The company, Worldwide Speakers Group, which apparently isn't a sketchy electrical supplies store off the side of some random highway, released a statement congratulating Spicer's hiring: "Audiences around the world will benefit from the same candor, wit and insight that Spicer brought to the White House briefing room." Spicey isn't the first infamous Trump-er to be a speaker for Worldwide, a company that apparently also employs Wale's favorite talking head, the incomparably disgusting Tomi Lahren.
Sean Spicer's tenure in the White House was often met with serious skepticism, and even aggressive backlash. When your job is to justify to the press statements made by a man too narcissistic to put thought behind anything he says, things are likely going to get sticky.
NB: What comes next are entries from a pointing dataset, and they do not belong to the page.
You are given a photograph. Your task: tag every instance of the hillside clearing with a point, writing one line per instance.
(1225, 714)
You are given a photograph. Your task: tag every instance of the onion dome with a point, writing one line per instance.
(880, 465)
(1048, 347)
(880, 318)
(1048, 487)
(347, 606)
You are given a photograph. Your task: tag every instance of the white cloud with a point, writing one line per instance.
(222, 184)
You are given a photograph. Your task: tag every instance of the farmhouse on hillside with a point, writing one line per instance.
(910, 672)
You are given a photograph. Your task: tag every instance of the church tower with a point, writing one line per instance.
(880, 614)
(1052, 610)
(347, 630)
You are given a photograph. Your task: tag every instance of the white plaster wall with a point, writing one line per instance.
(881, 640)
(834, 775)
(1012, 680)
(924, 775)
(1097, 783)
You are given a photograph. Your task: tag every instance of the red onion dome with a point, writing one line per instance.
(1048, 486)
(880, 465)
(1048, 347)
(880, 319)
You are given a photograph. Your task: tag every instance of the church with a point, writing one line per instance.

However, paid public speaking isn't the only gainful employment Spicer is angling for. According to a statement obtained by Politico, Spicer is also flirting with the possibility of signing a book deal, and maybe even entering the live television domain.
It's no doubt that Sean is in a unique position. Prior to being publicly ousted from the White House, he was one of the few who didn't have to speculate into the mania that likely occurs within Trump's White House. He was there before even lying to the American people about the crowd size at Trump's inauguration.
Regardless of how he uses this to his professional advantage, he'll never live up to his Melissa McCarthy stunt double.